The 2002 statement by Family Radio president Harold Camping that criticized local churches and urged listeners to abandon churches and their tenants led to a fallout with the owners and supporters of the station, and the larger network. In 2003, WFSO began decreasing the amount of Family Radio content with its own, consistently Christian, programming. The first program that was produced was mostly soft praise and worship music and has developed into what is now known as Reflections. As time went on, more and more programs were added to the broadcast day, some of which restored the better of the Family Radio programs that had been discarded by Family Radio.

In 2004, part of Christian Media Associates would reincorporate as Redeemer Broadcasting, a tax-exempt non-profit organization (501 (c)(3)) that would produce their own programming for WFSO as well as the potential of syndicating programming in the future.
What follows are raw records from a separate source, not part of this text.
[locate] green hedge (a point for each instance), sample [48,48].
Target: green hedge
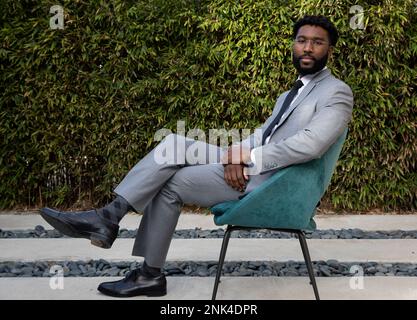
[80,106]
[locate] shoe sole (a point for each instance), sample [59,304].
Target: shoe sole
[133,294]
[95,239]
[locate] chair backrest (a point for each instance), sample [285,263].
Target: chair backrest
[288,199]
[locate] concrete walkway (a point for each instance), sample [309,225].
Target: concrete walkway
[231,288]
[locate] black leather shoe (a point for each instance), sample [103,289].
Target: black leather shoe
[136,283]
[84,224]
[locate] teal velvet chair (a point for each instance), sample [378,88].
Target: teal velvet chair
[286,202]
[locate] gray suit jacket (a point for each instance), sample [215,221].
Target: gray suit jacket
[313,122]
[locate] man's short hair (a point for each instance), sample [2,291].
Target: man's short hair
[320,21]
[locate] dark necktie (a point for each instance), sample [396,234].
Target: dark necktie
[288,99]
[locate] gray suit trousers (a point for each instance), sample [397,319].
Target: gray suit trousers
[177,171]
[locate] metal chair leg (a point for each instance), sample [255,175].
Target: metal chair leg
[225,243]
[307,259]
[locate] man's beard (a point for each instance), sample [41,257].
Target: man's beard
[317,66]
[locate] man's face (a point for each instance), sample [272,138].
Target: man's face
[311,49]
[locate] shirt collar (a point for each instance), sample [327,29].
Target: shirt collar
[308,77]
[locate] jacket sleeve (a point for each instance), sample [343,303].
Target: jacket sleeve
[327,124]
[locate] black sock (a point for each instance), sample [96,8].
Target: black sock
[115,210]
[151,271]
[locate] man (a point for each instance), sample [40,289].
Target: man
[305,122]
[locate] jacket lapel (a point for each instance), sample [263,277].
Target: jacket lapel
[320,76]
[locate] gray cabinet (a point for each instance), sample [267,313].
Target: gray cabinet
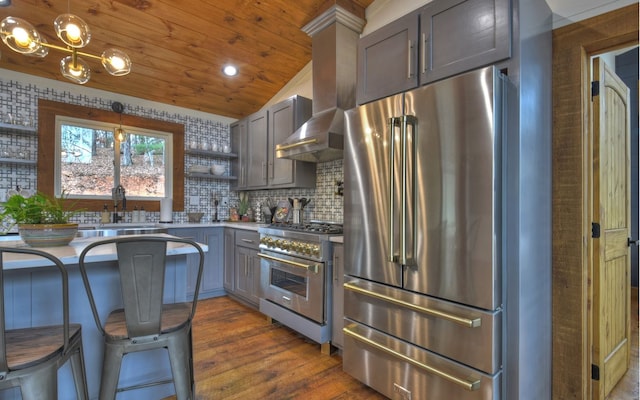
[387,59]
[242,270]
[257,125]
[254,140]
[238,131]
[229,259]
[439,40]
[461,35]
[284,118]
[338,296]
[212,276]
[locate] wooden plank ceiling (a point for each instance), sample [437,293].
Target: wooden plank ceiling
[178,48]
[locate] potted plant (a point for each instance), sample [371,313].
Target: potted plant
[42,221]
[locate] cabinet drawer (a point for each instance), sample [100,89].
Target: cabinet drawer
[247,239]
[469,335]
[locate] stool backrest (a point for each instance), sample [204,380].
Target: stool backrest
[64,284]
[142,262]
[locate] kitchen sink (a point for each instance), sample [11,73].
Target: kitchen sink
[119,231]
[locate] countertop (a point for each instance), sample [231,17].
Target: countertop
[69,254]
[252,226]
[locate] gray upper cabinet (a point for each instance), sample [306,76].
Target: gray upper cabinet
[387,59]
[439,40]
[284,118]
[255,138]
[257,125]
[239,147]
[461,35]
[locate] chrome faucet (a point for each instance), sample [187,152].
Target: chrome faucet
[118,195]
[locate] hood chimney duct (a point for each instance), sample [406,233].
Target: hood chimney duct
[334,42]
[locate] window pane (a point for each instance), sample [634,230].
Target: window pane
[143,166]
[86,161]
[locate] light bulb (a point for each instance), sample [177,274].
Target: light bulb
[116,62]
[73,32]
[21,36]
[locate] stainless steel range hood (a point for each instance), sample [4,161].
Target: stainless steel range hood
[334,39]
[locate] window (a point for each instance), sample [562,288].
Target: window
[78,153]
[91,161]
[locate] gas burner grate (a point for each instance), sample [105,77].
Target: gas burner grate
[314,227]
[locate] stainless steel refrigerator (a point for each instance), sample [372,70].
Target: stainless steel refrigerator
[422,231]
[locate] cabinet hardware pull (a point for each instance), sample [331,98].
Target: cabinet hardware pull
[313,268]
[409,59]
[466,322]
[424,51]
[296,144]
[466,384]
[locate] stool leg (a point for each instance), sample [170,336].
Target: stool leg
[79,373]
[110,371]
[40,385]
[180,355]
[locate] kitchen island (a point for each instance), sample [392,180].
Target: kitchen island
[28,294]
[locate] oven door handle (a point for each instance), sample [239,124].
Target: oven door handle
[313,267]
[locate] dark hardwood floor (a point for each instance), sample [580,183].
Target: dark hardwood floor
[238,355]
[628,388]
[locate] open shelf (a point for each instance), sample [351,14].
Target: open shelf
[17,129]
[208,153]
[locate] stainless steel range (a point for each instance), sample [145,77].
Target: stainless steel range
[295,277]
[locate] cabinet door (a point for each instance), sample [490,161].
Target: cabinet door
[213,263]
[254,269]
[229,259]
[338,295]
[257,125]
[192,260]
[284,118]
[461,35]
[239,146]
[244,275]
[387,59]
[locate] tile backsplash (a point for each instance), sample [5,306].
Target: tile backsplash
[18,101]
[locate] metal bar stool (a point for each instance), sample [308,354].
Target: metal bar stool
[30,357]
[145,322]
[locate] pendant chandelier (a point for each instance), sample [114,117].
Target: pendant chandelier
[23,38]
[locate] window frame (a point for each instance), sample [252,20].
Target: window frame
[48,111]
[130,130]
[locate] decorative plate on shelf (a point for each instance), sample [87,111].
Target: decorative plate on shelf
[282,211]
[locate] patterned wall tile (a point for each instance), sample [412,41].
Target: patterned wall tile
[18,103]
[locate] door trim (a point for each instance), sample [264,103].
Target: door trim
[573,45]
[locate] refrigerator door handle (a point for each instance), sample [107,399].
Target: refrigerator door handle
[466,322]
[408,171]
[393,123]
[464,383]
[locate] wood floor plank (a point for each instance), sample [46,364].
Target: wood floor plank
[239,355]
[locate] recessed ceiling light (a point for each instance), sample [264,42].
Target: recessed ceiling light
[230,70]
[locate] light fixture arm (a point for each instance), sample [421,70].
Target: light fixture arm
[74,52]
[22,37]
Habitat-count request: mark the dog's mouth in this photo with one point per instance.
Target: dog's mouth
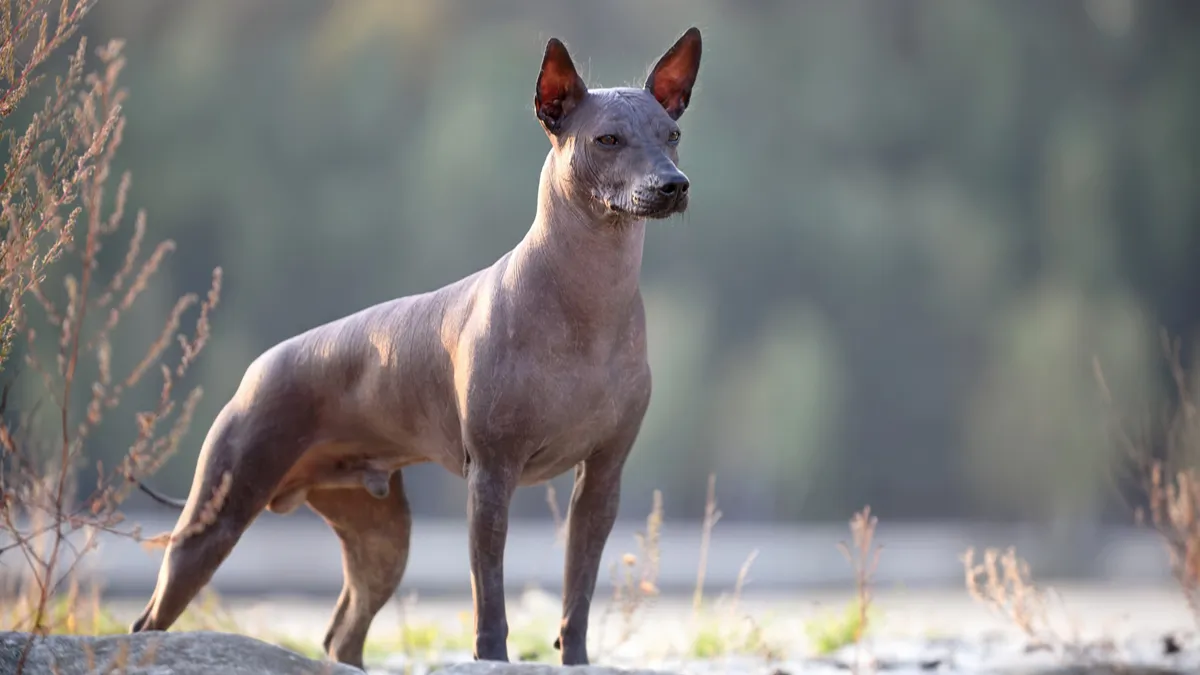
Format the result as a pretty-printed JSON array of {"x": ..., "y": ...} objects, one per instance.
[{"x": 642, "y": 208}]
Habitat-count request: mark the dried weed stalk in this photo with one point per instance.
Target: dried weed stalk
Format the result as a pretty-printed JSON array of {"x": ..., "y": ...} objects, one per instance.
[
  {"x": 635, "y": 578},
  {"x": 1003, "y": 584},
  {"x": 712, "y": 514},
  {"x": 1161, "y": 461},
  {"x": 53, "y": 211},
  {"x": 863, "y": 555}
]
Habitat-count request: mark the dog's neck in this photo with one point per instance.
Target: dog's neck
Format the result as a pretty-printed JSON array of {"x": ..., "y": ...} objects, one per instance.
[{"x": 589, "y": 264}]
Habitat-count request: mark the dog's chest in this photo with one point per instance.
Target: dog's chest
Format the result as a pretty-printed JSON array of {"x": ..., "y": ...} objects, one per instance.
[{"x": 553, "y": 411}]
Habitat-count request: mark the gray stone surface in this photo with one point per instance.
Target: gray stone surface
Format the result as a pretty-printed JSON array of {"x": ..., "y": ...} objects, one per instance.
[
  {"x": 486, "y": 668},
  {"x": 157, "y": 653}
]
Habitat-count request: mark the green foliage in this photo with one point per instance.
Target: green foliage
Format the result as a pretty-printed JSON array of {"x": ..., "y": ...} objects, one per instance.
[{"x": 831, "y": 632}]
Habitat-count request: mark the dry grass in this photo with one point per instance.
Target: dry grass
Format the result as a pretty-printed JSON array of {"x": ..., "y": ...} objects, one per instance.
[
  {"x": 832, "y": 633},
  {"x": 1159, "y": 458},
  {"x": 712, "y": 514},
  {"x": 863, "y": 555},
  {"x": 61, "y": 315},
  {"x": 635, "y": 578},
  {"x": 1002, "y": 581}
]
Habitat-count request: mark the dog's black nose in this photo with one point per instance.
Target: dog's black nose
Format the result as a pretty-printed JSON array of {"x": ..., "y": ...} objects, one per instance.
[{"x": 675, "y": 187}]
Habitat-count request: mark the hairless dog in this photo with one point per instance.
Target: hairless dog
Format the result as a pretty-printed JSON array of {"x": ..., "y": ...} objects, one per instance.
[{"x": 507, "y": 377}]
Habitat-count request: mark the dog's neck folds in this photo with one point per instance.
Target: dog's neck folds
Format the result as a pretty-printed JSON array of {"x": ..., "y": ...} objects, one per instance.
[{"x": 592, "y": 263}]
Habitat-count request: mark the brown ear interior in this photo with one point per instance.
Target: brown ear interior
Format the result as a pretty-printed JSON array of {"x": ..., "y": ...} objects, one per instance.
[
  {"x": 673, "y": 77},
  {"x": 559, "y": 87}
]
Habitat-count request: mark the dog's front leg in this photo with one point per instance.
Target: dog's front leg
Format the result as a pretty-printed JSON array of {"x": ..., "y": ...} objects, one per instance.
[
  {"x": 489, "y": 493},
  {"x": 594, "y": 501}
]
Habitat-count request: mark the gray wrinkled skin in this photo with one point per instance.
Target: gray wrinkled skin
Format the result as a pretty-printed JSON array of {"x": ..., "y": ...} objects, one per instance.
[{"x": 507, "y": 377}]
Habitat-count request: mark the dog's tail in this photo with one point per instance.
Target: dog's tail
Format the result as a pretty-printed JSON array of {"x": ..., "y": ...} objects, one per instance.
[{"x": 160, "y": 497}]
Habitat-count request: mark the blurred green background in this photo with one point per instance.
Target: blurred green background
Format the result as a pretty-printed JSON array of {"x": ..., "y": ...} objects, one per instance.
[{"x": 913, "y": 223}]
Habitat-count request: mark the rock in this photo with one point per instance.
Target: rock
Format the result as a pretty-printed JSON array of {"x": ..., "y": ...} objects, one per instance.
[
  {"x": 496, "y": 668},
  {"x": 159, "y": 653}
]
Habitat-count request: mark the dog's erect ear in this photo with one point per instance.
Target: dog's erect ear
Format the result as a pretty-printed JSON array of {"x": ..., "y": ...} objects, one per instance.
[
  {"x": 673, "y": 76},
  {"x": 559, "y": 87}
]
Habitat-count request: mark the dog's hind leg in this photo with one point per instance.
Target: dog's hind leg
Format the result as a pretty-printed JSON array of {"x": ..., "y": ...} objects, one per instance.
[
  {"x": 234, "y": 479},
  {"x": 375, "y": 535}
]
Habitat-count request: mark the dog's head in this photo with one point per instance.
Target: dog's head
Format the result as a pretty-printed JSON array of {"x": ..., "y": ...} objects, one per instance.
[{"x": 616, "y": 150}]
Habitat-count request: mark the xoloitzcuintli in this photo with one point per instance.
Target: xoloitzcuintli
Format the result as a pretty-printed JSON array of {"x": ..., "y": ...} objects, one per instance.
[{"x": 508, "y": 377}]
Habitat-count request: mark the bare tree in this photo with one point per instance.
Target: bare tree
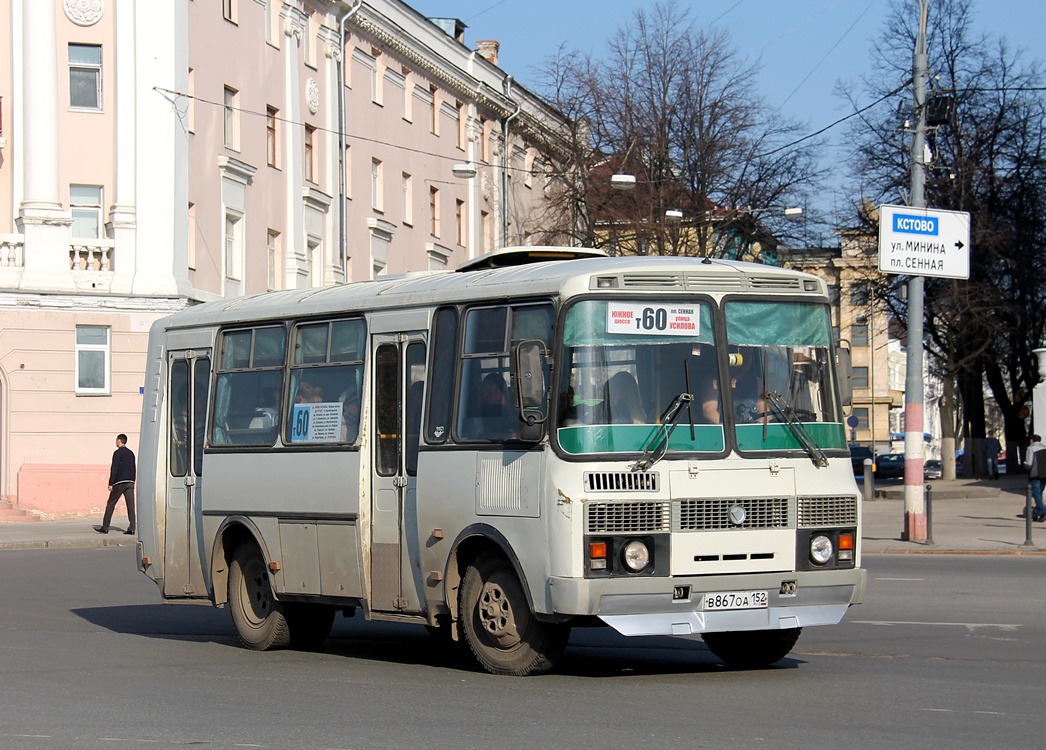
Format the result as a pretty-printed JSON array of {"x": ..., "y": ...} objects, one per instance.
[
  {"x": 988, "y": 160},
  {"x": 673, "y": 105}
]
This process became complete on December 8, 2005, when WFSO eliminated the last few hours of Family Radio programming from their station. The station works largely on a volunteer basis (with some paid contractors) and has persons on site at all times. Alongside the mix of local and syndicated programming are some unique public affairs shows during weekend hours.

For a short period of time there existed a temporary relationship between the two groups, which helped smooth the assignment of the Newburgh translator license. During which time Christian Media Associates was a wholly owned subsidiary of Redeemer. Finally on November 18, 2009, Redeemer Broadcasting officially separated from Christian Media Associates and since that time the two boards have been completely separate, as documented in the respective corporation records.

The staff at Redeemer Broadcasting is growing the number of locally created programs. A key program heard each week night at 9:00 PM (EST), is Proclamation. Earlier in the evening at 7:00 PM, hosts Dan and Deb Elmendorf present The Covenant Home, a program intended to support Christian homes with excellent book readings and music tailored to the home.

The number of listeners to WFSO has substantially grown since the station converted its programming to 100% Redeemer Broadcasting. In August 2006, WFSO also began streaming audio 24 hours a day on the Internet. This audio stream is accessible from the station's website. A number of former Family Radio listeners in the Hudson Valley have been attracted to the new format because of its support for the church and slight upgrade of music. Financial support is growing steadily and the station is able to stay on the air simply with listener donations and without any underwriters.

Coverage of WFSO's signal was expanded February 2007, when the Rhinebeck translator formerly on 105.7 FM, moved sites and changed frequency to 105.3 FM. Now the signal can be heard in Hyde Park, Pleasant Valley and Poughkeepsie. More coverage was realized in December 2007 when the Newburgh translator at 90.3 FM was placed on the air.

An interesting tidbit regarding the Redeemer Broadcasting infrastructure is that the Redeemer control studio is partially powered by solar power using active solar panels. The panels used are made by Seimens, and the inverters are Trace units. When the sunlight is strong, the power generated by the panels is almost sufficient to run the entire control studio.